Ici, M. Featherstone éprouva ce petit tressaillement intérieur qui provenait chez lui d’une satisfaction intime.
– M. Bulstrode ?
– Et quel autre que lui, hein ?
– Alors toute l’origine de ce gros mensonge sera, sans doute, dans quelques paroles édifiantes qui lui auront échappé à mon sujet. Dit-on aussi qu’il ait nommé la personne qui m’aurait prêté de l’argent ?
– Si cet homme existe, Bulstrode le connaît, soyez-en sûr. Mais supposez que vous eussiez seulement tâché de vous faire prêter de l’argent, sans y réussir. Bulstrode le saurait également. Apportez-moi un écrit de Bulstrode où il atteste ne pas croire que vous ayez jamais promis de payer vos dettes avec mes biens. Je vous attends là !
Fred se sentit dans une cruelle alternative.
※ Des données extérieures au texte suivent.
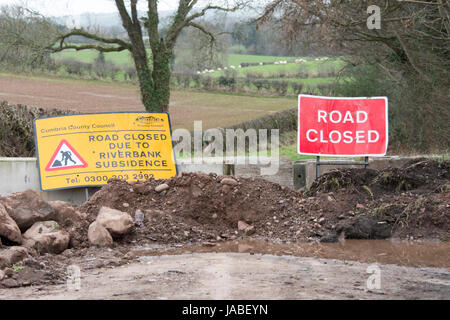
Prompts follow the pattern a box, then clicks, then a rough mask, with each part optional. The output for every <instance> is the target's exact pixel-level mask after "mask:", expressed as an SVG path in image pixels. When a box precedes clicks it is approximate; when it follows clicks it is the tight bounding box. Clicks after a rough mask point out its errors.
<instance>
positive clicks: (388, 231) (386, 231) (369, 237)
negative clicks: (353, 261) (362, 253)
mask: <svg viewBox="0 0 450 320" xmlns="http://www.w3.org/2000/svg"><path fill="white" fill-rule="evenodd" d="M378 222H379V220H378V219H377V218H376V217H367V216H360V217H355V218H353V219H351V220H348V221H342V222H340V223H338V225H337V226H336V233H337V234H341V233H344V234H345V239H387V238H390V237H391V236H392V226H391V225H389V224H387V223H386V224H379V223H378Z"/></svg>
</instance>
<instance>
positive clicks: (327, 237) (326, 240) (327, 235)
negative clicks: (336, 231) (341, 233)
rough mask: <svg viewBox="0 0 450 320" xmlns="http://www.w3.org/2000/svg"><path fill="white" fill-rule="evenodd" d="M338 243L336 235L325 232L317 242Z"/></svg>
mask: <svg viewBox="0 0 450 320" xmlns="http://www.w3.org/2000/svg"><path fill="white" fill-rule="evenodd" d="M338 241H339V237H338V235H337V234H336V233H331V232H327V233H325V234H324V235H323V236H322V237H321V238H320V240H319V242H323V243H334V242H338Z"/></svg>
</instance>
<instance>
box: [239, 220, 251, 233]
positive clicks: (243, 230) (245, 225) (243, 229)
mask: <svg viewBox="0 0 450 320" xmlns="http://www.w3.org/2000/svg"><path fill="white" fill-rule="evenodd" d="M249 227H250V225H249V224H247V223H246V222H244V221H238V230H239V231H245V229H247V228H249Z"/></svg>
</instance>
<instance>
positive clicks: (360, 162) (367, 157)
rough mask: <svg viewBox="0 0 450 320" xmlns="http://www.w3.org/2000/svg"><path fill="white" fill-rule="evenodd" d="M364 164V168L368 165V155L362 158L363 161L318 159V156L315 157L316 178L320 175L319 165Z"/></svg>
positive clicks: (319, 167) (353, 165)
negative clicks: (323, 160) (364, 157)
mask: <svg viewBox="0 0 450 320" xmlns="http://www.w3.org/2000/svg"><path fill="white" fill-rule="evenodd" d="M335 165H338V166H364V169H367V168H368V167H369V157H365V158H364V162H361V161H345V160H343V161H340V160H334V161H320V156H318V157H317V158H316V178H318V177H320V166H335Z"/></svg>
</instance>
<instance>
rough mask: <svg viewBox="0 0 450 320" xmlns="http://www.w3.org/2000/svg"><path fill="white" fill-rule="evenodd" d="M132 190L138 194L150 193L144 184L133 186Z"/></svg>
mask: <svg viewBox="0 0 450 320" xmlns="http://www.w3.org/2000/svg"><path fill="white" fill-rule="evenodd" d="M134 190H135V191H136V192H137V193H139V194H147V193H149V192H150V188H149V186H147V185H146V184H145V183H139V184H136V185H134Z"/></svg>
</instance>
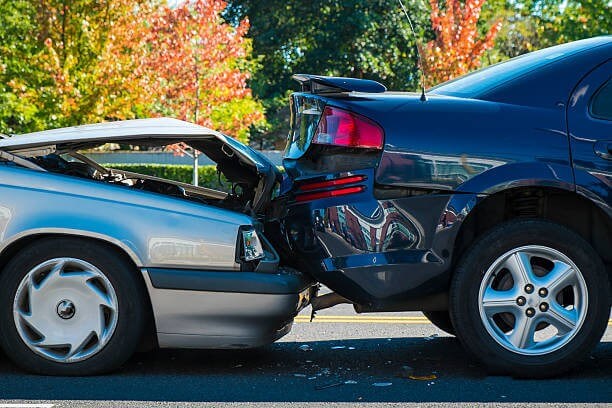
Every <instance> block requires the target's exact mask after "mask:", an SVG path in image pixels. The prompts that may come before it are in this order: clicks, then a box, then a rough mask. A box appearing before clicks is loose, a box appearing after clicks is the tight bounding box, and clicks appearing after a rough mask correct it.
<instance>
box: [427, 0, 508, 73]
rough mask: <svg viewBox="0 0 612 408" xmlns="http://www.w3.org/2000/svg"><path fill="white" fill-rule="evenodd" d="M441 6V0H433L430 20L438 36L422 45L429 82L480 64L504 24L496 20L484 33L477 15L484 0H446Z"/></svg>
mask: <svg viewBox="0 0 612 408" xmlns="http://www.w3.org/2000/svg"><path fill="white" fill-rule="evenodd" d="M445 2H446V7H445V8H444V9H441V8H440V3H441V2H439V1H438V0H430V2H429V3H430V6H431V23H432V28H433V31H434V35H435V39H434V40H432V41H430V42H428V43H427V44H426V46H425V47H423V49H422V53H423V68H424V71H425V73H426V78H427V82H428V84H427V85H435V84H438V83H440V82H444V81H447V80H449V79H452V78H455V77H458V76H460V75H463V74H466V73H468V72H470V71H472V70H474V69H476V68H478V67H480V61H481V58H482V55H483V54H484V52H485V51H486V50H488V49H491V48H492V47H493V41H494V39H495V36H496V35H497V33H498V32H499V30H500V28H501V21H499V20H498V21H496V22H495V23H494V24H493V25H491V27H490V28H488V30H487V31H486V33H485V34H484V35H481V33H480V30H479V26H478V19H479V18H480V11H481V9H482V6H483V4H484V3H485V0H466V1H465V2H463V3H462V2H460V1H459V0H446V1H445Z"/></svg>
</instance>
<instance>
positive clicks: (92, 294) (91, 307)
mask: <svg viewBox="0 0 612 408" xmlns="http://www.w3.org/2000/svg"><path fill="white" fill-rule="evenodd" d="M117 315H118V304H117V295H116V293H115V290H114V288H113V286H112V285H111V283H110V281H109V280H108V278H107V277H106V276H105V275H104V274H103V273H102V272H101V271H100V270H99V269H98V268H96V267H95V266H93V265H92V264H90V263H88V262H85V261H83V260H80V259H75V258H56V259H51V260H49V261H46V262H44V263H42V264H40V265H37V266H36V267H34V268H33V269H32V270H31V271H30V272H28V274H27V275H26V276H25V277H24V278H23V280H22V281H21V283H20V284H19V287H18V288H17V292H16V294H15V300H14V303H13V317H14V319H15V326H16V327H17V332H18V333H19V336H20V337H21V339H22V340H23V342H24V343H25V344H26V345H27V346H28V347H29V348H30V350H32V351H34V352H35V353H36V354H38V355H40V356H42V357H44V358H46V359H48V360H52V361H55V362H60V363H74V362H77V361H82V360H85V359H87V358H89V357H91V356H92V355H94V354H96V353H98V352H99V351H100V350H102V349H103V348H104V346H105V345H106V344H107V343H108V341H109V340H110V338H111V337H112V335H113V333H114V331H115V328H116V326H117Z"/></svg>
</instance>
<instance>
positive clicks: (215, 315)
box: [143, 269, 311, 348]
mask: <svg viewBox="0 0 612 408" xmlns="http://www.w3.org/2000/svg"><path fill="white" fill-rule="evenodd" d="M143 274H144V277H145V283H146V285H147V289H148V292H149V296H150V299H151V305H152V307H153V311H154V316H155V327H156V330H157V339H158V344H159V346H160V347H162V348H173V347H182V348H249V347H258V346H262V345H264V344H267V343H271V342H273V341H275V340H277V339H278V338H280V337H282V336H284V335H285V334H287V333H288V332H289V331H290V329H291V326H292V322H293V318H294V317H295V315H296V314H297V313H298V312H299V310H301V308H303V307H304V306H306V304H307V300H306V299H309V295H308V293H310V290H311V289H310V288H309V285H306V286H305V287H301V288H300V289H299V291H296V292H295V293H250V292H249V289H248V288H246V287H245V288H243V290H244V291H243V292H217V291H201V290H177V289H159V288H156V287H155V286H154V285H153V283H152V281H151V276H150V274H149V271H148V270H147V269H144V270H143ZM305 300H306V301H305Z"/></svg>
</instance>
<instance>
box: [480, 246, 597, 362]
mask: <svg viewBox="0 0 612 408" xmlns="http://www.w3.org/2000/svg"><path fill="white" fill-rule="evenodd" d="M478 307H479V312H480V317H481V319H482V323H483V325H484V327H485V328H486V330H487V332H488V333H489V335H491V337H492V338H493V339H494V340H495V341H496V342H497V343H499V344H500V345H501V346H503V347H504V348H506V349H508V350H510V351H512V352H514V353H518V354H523V355H543V354H548V353H552V352H554V351H556V350H558V349H560V348H562V347H563V346H564V345H566V344H567V343H568V342H569V341H570V340H571V339H572V338H573V337H574V336H575V335H576V333H577V332H578V331H579V330H580V327H581V326H582V324H583V322H584V320H585V317H586V314H587V313H586V312H587V308H588V292H587V286H586V283H585V280H584V277H583V276H582V274H581V272H580V270H579V269H578V268H577V267H576V265H575V264H574V263H573V262H572V261H571V260H570V259H569V258H568V257H567V256H565V255H564V254H563V253H561V252H559V251H557V250H555V249H552V248H549V247H544V246H538V245H529V246H523V247H520V248H516V249H513V250H511V251H508V252H506V253H505V254H503V255H502V256H500V257H499V258H498V259H496V260H495V262H494V263H493V264H492V265H491V267H490V268H489V269H488V270H487V271H486V272H485V274H484V277H483V279H482V283H481V285H480V291H479V296H478Z"/></svg>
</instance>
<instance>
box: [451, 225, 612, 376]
mask: <svg viewBox="0 0 612 408" xmlns="http://www.w3.org/2000/svg"><path fill="white" fill-rule="evenodd" d="M450 312H451V319H452V322H453V326H454V328H455V329H456V332H457V337H458V338H459V340H460V341H461V343H462V344H463V346H464V347H465V349H466V350H467V351H468V352H469V353H470V354H471V355H472V356H473V357H474V358H475V359H477V360H479V361H480V362H481V363H483V364H484V365H485V366H486V367H488V368H489V369H490V370H491V371H492V372H494V373H503V374H510V375H513V376H515V377H534V378H542V377H549V376H553V375H558V374H560V373H563V372H566V371H569V370H571V369H572V368H574V367H576V366H577V365H578V364H579V363H580V362H581V361H583V360H584V359H585V358H586V357H587V356H588V355H589V354H590V352H591V351H592V350H593V349H594V348H595V346H596V345H597V344H598V342H599V340H600V339H601V338H602V336H603V333H604V331H605V329H606V326H607V323H608V316H609V313H610V284H609V280H608V276H607V272H606V269H605V266H604V264H603V262H602V261H601V258H600V257H599V255H598V254H597V252H595V250H594V249H593V248H592V247H591V246H590V245H589V243H588V242H586V241H585V240H584V239H583V238H582V237H580V236H579V235H578V234H576V233H575V232H573V231H571V230H569V229H567V228H565V227H563V226H561V225H558V224H554V223H552V222H549V221H545V220H538V219H524V220H513V221H509V222H507V223H504V224H501V225H498V226H496V227H494V228H492V229H491V230H490V231H489V232H488V233H486V234H484V235H483V236H481V237H480V238H479V239H477V241H476V242H475V243H474V244H472V245H471V246H470V248H469V249H468V250H467V251H466V253H465V254H464V255H463V256H462V257H461V260H460V261H459V262H458V265H457V268H456V269H455V271H454V274H453V279H452V284H451V293H450Z"/></svg>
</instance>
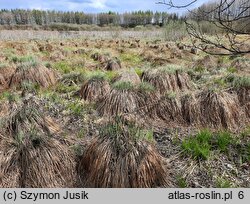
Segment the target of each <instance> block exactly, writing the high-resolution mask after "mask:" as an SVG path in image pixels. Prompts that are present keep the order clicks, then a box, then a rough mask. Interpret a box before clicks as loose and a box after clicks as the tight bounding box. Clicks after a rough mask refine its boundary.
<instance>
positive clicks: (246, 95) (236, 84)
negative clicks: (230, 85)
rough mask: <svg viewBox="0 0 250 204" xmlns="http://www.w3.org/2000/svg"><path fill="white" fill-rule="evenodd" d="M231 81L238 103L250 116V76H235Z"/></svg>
mask: <svg viewBox="0 0 250 204" xmlns="http://www.w3.org/2000/svg"><path fill="white" fill-rule="evenodd" d="M232 83H233V87H234V88H235V90H236V92H237V95H238V99H239V102H240V105H241V106H243V107H245V111H246V114H247V116H248V117H250V77H249V76H243V77H235V78H234V79H233V82H232Z"/></svg>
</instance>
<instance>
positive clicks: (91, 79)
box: [79, 73, 110, 102]
mask: <svg viewBox="0 0 250 204" xmlns="http://www.w3.org/2000/svg"><path fill="white" fill-rule="evenodd" d="M109 91H110V85H109V82H108V81H107V80H106V79H105V75H103V74H98V73H97V74H95V75H92V76H91V77H90V78H89V79H88V80H87V81H86V82H84V84H83V85H82V88H81V90H80V92H79V94H80V97H81V98H82V99H84V100H86V101H90V102H97V101H99V100H100V99H101V98H103V97H104V96H106V95H107V94H108V93H109Z"/></svg>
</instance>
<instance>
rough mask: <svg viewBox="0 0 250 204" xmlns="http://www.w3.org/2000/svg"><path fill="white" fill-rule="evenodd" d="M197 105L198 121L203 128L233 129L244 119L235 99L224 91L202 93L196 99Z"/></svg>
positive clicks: (233, 97) (244, 116)
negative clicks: (198, 118)
mask: <svg viewBox="0 0 250 204" xmlns="http://www.w3.org/2000/svg"><path fill="white" fill-rule="evenodd" d="M197 104H198V105H199V114H200V115H199V121H200V122H201V124H202V125H203V126H211V127H212V128H220V127H222V128H228V129H234V128H237V127H239V126H240V124H241V122H242V120H244V118H245V116H244V114H243V113H242V112H241V108H240V107H239V101H238V100H237V97H236V96H234V95H233V94H229V93H227V92H224V91H218V92H216V91H202V92H201V93H200V94H199V95H198V97H197Z"/></svg>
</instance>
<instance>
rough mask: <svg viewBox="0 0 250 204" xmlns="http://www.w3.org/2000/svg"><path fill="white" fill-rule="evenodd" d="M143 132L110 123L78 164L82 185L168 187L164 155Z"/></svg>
mask: <svg viewBox="0 0 250 204" xmlns="http://www.w3.org/2000/svg"><path fill="white" fill-rule="evenodd" d="M146 134H147V133H146V132H143V131H141V130H139V129H137V128H135V127H132V126H129V125H123V124H119V123H111V124H108V125H107V126H105V127H103V128H102V129H101V131H100V135H99V136H97V137H95V138H94V139H93V140H92V141H91V143H90V144H89V145H88V147H87V148H86V151H85V152H84V155H83V157H82V158H81V160H80V162H79V166H78V172H79V174H80V178H81V181H82V183H83V186H88V187H99V188H151V187H166V186H169V176H168V174H167V171H166V169H165V166H164V160H163V157H162V156H161V155H160V154H159V153H158V151H157V150H156V148H155V146H154V144H152V142H150V141H149V140H147V139H146V137H147V135H146Z"/></svg>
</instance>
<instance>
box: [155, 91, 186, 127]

– Vous voulez sans doute plaisanter, monsieur. M. Bulstrode, comme tant d’autres, ajoute foi à un tas de choses qui ne sont pas vraies, et il a des préventions contre moi. Il me serait facile de lui faire attester par écrit qu’il ne connaît rien à l’appui de ce que vous dites, mais cela pourrait nuire à nos rapports. Vraiment je ne pourrais guère lui demander de mettre par écrit ce qu’il croit ou ce qu’il ne croit pas à mon sujet.
Fred s’arrêta un instant, puis il ajouta, comme faisant un appel diplomatique à la vanité de son oncle :
– C’est une chose qu’un gentleman ne saurait demander.
– Eh ! je vous comprends. Vous m’offenseriez plus volontiers que Bulstrode. Et qu’est-il, lui ? Il n’a pas de terres ici près, que je sache. C’est un spéculateur ! Mais il pourra bien sombrer quelque jour, quand le diable cessera de le soutenir. Et savez-vous ce que signifie sa religion ? Il voudrait faire du Dieu tout-puissant son associé. Mais il y a une chose que je suis, moi, arrivé à démêler assez clairement, du temps que j’allais à l’église : c’est que le Dieu tout-puissant s’attache à la terre. Il promet des terres et il donne des terres ; c’est avec du blé et du bétail qu’il enrichit les hommes. Mais vous prenez, vous, l’autre côté de la question et vous préférez Bulstrode et ses spéculations à Featherstone et à ses terres.
– Je vous demande pardon, monsieur, dit Fred d’un ton boudeur en se levant et allant s’appuyer le dos à la cheminée. Je n’aime ni Bulstrode ni les spéculations.
– Bien, bien. Vous pouvez vous passer de moi, cela est assez clair, dit le vieux Featherstone, secrètement mécontent de ce que Fred pût montrer la moindre indépendance. Vous n’avez pas besoin de terres pour faire de vous un squire au lieu d’un ecclésiastique affamé, et une centaine de livres vous gêneraient apparemment (ceci soit dit en passant). Quant à moi, cela m’est égal. Je puis ajouter cinq codicilles à mon testament, et je garderai mes billets de banque dans un nid chaud pour qu’ils en produisent d’autres. Cela m’est égal.
Fred rougit de nouveau. Featherstone lui avait rarement donné de l’argent, et, pour le moment, il lui semblait presque plus pénible de dire adieu à la perspective immédiate des billets de banque qu’à la perspective plus éloignée de l’héritage.
– Je ne suis pas ingrat, monsieur. Je n’ai jamais voulu me montrer dédaigneux des bonnes intentions que vous pouviez avoir pour moi.
– Très bien. Prouvez-le donc, alors. Apportez-moi une lettre de Bulstrode, disant qu’il ne croit pas que vous ayez été vous vanter de payer un jour vos dettes avec mes terres ; et alors, admettant que vous soyez dans quelque embarras, nous verrons si je puis ou non faire quelque chose pour vous. Allons, c’est un marché fait. Là, donnez-moi votre bras. Je vais essayer de faire le tour de la chambre.